Jasper Gwyn non si mosse dalla poltrona, quel giorno, e tanto si avvicinò a Rebecca che fu naturale finire dov’era lei, prima attraversando un torpore pieno di immagini, poi scivolando nel sonno, senza opporre resistenza, abbandonato nella poltrona. L’ultima cosa che sentì fu la voce della signora con il foulard impermeabile. Bel modo di lavorare, diceva.

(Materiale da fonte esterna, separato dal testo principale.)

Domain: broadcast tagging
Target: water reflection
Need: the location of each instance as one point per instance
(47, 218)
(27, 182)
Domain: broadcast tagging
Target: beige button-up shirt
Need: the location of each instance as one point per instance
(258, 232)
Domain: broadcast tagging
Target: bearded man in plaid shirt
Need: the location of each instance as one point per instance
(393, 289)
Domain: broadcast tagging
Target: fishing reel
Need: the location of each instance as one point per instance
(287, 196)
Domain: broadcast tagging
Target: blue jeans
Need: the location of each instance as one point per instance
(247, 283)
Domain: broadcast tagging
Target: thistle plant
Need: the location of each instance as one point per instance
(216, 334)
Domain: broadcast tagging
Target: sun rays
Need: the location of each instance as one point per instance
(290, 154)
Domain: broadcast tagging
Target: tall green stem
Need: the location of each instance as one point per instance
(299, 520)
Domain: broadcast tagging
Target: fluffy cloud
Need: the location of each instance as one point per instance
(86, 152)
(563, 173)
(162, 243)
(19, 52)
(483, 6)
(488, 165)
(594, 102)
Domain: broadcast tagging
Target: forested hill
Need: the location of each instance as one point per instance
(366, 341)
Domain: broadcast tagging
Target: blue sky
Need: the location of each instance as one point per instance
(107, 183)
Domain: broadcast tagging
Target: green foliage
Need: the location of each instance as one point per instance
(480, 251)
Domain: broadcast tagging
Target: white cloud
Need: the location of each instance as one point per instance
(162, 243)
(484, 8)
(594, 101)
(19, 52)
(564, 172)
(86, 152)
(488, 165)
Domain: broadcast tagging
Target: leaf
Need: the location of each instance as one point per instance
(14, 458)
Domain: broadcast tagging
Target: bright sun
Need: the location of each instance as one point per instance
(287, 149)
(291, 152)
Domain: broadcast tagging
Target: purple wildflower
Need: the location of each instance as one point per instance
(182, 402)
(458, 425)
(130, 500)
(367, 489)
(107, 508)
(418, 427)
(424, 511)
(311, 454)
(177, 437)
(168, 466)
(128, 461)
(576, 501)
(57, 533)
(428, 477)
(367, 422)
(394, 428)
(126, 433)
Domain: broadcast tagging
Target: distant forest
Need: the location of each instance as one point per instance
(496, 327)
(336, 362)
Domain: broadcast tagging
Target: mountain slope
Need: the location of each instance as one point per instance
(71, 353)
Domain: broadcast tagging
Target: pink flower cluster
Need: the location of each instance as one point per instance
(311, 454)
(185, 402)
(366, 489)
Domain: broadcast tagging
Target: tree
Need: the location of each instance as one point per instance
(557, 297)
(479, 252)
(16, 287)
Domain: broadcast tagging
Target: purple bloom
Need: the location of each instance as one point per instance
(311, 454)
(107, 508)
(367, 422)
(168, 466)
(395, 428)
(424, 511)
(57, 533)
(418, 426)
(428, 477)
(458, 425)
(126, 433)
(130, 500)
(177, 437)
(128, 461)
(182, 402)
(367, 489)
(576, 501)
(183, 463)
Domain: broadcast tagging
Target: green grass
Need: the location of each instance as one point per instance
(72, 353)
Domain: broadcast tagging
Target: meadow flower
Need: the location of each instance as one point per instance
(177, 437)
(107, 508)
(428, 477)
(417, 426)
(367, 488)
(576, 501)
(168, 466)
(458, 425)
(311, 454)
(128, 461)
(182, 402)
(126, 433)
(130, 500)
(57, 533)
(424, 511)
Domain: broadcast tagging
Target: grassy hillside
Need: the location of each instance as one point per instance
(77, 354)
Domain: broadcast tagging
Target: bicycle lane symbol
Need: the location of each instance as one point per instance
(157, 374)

Ma invece parve normale a Rebecca, quando riaprì gli occhi – qualcosa che doveva accadere. Lo scrittore addormentato. Che strana dolcezza. Silenziosamente scese dal letto. Le otto erano passate. Prima di rivestirsi si avvicinò a Jasper Gwyn e rimase a guardarlo – quest’uomo, pensò. Gli girò intorno, e poiché lui aveva un gomito appoggiato sul bracciolo, la mano abbandonata nel vuoto, avvicinò i suoi fianchi a quella mano, fino quasi a sfiorarla, e rimase per un attimo immobile – le dita di quest’uomo e il mio sesso, pensò. Si rivestì senza far rumore. Uscì che lui ancora dormiva.
Come ogni sera, fece i primi passi per strada con un’incertezza da animale appena nato.
Tornò a casa e c’era un ragazzo.
– Ciao, Rebecca, disse.
– Ti ho detto di avvertirmi, quando torni qui. Ma senza nemmeno togliersi il cappotto lo baciò. Dopo, la notte, Rebecca gli disse che faceva un nuovo lavoro. Poso per un pittore, disse.
– Tu?
– Sì, io. Lui rise.
– Nuda, lei disse.
– Dai.
– Non è male come lavoro. Tutti i giorni, quattro ore al giorno.
– Che palle, chi te l’ha fatto fare?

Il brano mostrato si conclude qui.